Nachsicht und Güte prägten den Ausdruck auf des Bauern Gesicht, als er jetzt sanft die Wange seiner Tochter berührte.

»Das wirst du alles noch lernen, das Leben lehrt einen viel. Und nun lasst uns nach Hause gehen.«

Rechtzeitig zur Stallarbeit waren sie wieder zurück. Das kleine Anwesen lag idyllisch am Fuße des südlichen Talhangs, und hatte fast den ganzen Tag die Sonne in den winzigen Fenstern.

Das Thalerhäusl, wie es genannt wurde, war Sannas wahre Heimat. Immer hatte sie sich hier gut und glücklich gefühlt.

***

An diesem Abend gingen sie alle früher als gewöhnlich zu Bett. Der weite Ausflug zur Salwand hatte ihnen eine angenehme Müdigkeit gebracht.

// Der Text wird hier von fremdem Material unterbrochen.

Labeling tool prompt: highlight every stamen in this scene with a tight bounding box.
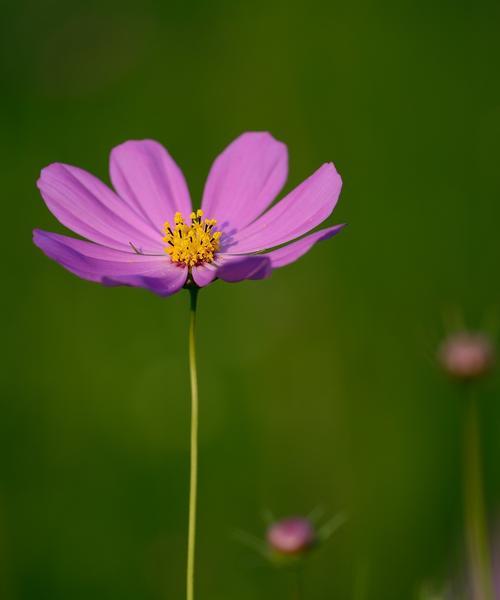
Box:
[163,209,222,267]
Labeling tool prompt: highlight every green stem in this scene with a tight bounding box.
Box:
[186,287,198,600]
[464,394,494,600]
[294,566,304,600]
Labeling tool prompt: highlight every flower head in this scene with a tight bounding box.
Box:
[33,133,343,296]
[438,331,495,381]
[267,517,316,554]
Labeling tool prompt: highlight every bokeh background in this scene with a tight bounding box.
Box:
[0,0,500,600]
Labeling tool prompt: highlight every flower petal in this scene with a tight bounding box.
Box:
[33,229,187,295]
[262,224,345,269]
[191,264,217,287]
[37,163,162,254]
[222,163,342,254]
[109,140,192,230]
[201,132,288,231]
[217,255,272,283]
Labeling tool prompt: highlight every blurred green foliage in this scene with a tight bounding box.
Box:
[0,0,500,600]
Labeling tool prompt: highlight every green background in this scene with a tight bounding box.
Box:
[0,0,500,600]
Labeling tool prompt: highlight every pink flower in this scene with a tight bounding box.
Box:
[33,133,343,296]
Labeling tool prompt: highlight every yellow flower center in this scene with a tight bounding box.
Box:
[163,210,222,267]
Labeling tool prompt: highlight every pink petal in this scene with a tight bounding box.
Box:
[37,163,162,254]
[262,224,345,269]
[33,229,187,295]
[217,255,272,283]
[191,264,217,287]
[110,140,192,230]
[201,132,288,231]
[222,163,342,254]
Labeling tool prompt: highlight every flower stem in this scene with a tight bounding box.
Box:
[464,393,493,600]
[295,566,304,600]
[186,287,198,600]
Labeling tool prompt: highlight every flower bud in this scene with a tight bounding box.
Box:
[438,331,495,381]
[267,517,316,555]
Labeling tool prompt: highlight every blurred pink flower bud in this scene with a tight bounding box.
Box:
[438,331,495,380]
[267,517,316,554]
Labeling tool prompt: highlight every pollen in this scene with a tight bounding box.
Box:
[162,210,222,267]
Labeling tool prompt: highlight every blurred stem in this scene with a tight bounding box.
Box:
[464,391,494,600]
[294,566,304,600]
[186,287,198,600]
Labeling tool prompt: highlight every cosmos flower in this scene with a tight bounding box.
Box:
[438,331,495,381]
[33,133,343,296]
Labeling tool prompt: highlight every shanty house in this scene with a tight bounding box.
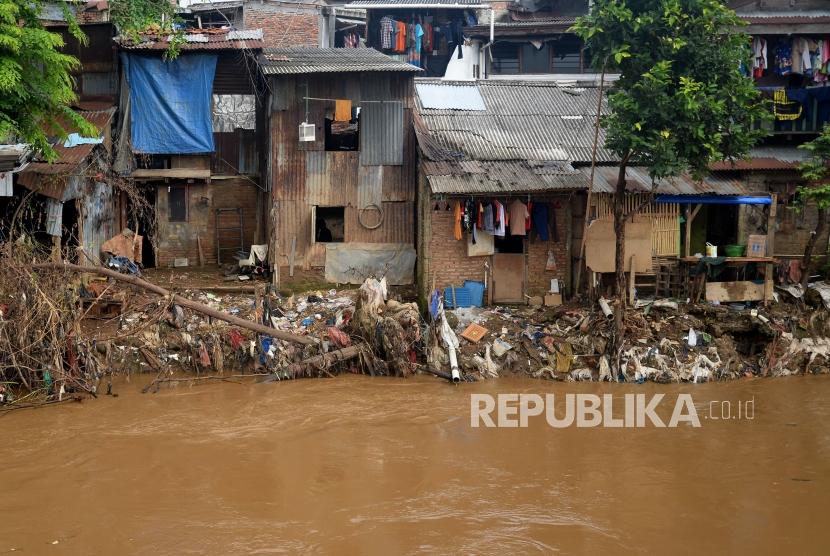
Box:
[415,79,769,303]
[115,28,264,267]
[259,48,419,283]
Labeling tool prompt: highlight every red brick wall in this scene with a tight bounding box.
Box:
[244,1,320,48]
[426,198,570,295]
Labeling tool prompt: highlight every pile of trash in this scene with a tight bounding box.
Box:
[426,287,830,382]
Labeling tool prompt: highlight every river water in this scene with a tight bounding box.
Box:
[0,376,830,555]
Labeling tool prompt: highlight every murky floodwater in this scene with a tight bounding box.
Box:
[0,377,830,555]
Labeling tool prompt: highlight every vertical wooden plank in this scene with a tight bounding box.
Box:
[764,193,778,305]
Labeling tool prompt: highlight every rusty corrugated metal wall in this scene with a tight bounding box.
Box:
[269,73,416,268]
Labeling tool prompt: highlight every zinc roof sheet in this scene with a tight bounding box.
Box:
[258,47,421,75]
[579,166,748,195]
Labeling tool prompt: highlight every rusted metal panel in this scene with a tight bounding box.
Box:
[305,151,331,205]
[360,102,404,166]
[326,151,360,206]
[271,110,306,200]
[277,201,311,265]
[213,51,256,95]
[345,202,415,244]
[383,110,417,201]
[357,166,385,209]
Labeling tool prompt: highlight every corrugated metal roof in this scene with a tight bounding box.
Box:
[415,79,616,168]
[422,160,588,195]
[711,147,810,171]
[257,47,421,75]
[113,29,265,50]
[415,83,486,111]
[579,166,748,195]
[343,0,489,8]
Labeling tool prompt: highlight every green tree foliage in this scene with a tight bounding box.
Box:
[573,0,767,179]
[109,0,185,60]
[796,124,830,288]
[572,0,767,367]
[0,0,96,160]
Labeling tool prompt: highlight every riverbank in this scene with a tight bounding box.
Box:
[0,241,830,405]
[0,375,830,555]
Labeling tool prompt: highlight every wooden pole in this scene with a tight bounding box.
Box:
[764,193,778,305]
[568,64,605,295]
[32,263,317,345]
[268,203,280,289]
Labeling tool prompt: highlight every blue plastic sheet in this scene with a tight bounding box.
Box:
[123,54,217,154]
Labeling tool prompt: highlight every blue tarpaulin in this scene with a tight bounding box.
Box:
[654,195,772,205]
[123,54,217,154]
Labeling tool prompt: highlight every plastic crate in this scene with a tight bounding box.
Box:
[444,287,473,309]
[464,280,484,307]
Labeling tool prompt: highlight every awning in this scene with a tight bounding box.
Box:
[654,195,772,205]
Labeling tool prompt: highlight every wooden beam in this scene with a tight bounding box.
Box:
[31,263,316,345]
[764,193,778,304]
[706,281,765,303]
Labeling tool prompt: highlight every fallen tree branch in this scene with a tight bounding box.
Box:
[31,263,315,345]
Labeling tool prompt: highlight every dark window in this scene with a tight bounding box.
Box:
[490,43,519,75]
[314,207,346,243]
[522,43,550,73]
[167,185,187,222]
[551,36,582,73]
[326,107,360,151]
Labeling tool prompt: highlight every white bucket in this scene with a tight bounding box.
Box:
[706,241,718,257]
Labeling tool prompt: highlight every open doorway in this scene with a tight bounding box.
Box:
[122,187,156,268]
[493,233,525,303]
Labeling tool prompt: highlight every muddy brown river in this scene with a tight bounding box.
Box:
[0,376,830,555]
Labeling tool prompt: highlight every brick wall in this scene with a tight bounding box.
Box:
[425,199,570,302]
[156,178,257,267]
[244,1,320,48]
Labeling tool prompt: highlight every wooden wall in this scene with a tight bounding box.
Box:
[268,72,416,268]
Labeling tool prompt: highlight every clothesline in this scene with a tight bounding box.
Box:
[302,97,403,104]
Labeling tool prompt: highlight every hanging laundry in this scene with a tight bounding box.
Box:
[464,200,476,232]
[530,203,549,241]
[483,203,496,234]
[510,199,530,236]
[792,37,813,77]
[380,16,395,49]
[334,100,352,122]
[409,24,424,67]
[752,37,767,79]
[452,201,464,240]
[775,42,793,76]
[493,201,507,237]
[395,21,406,52]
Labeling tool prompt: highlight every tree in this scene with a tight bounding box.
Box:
[0,0,96,160]
[572,0,767,374]
[796,124,830,290]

Es war irgendwann in der Nacht – Sanna wusste nicht, wie lange sie schon geschlafen hatte – als sie aufschreckte. Sie hatte einen Flügel des kleinen Fensters offen, und an dem anderen schien etwas zu klirren.

Sie setzte sich auf und lauschte. Da war das Klirren wieder. Jemand musste ein Steinchen gegen die Scheibe geworfen haben, und nun fiel eins durch den offenen Flügel auf den Boden.

Sanna sprang aus dem Bett und trat leise an das Fenster, damit Annerl nicht erwachte.

Die Landschaft war vom Mondlicht überflutet, und ganz deutlich sah sie die Umrisse der ihr bekannten Gestalt von Ludwig Rieser, dem Sohn des Reindlerbauern.

»Sanna, komm ein bisserl herunter, es ist noch nicht spät«, flüsterte er.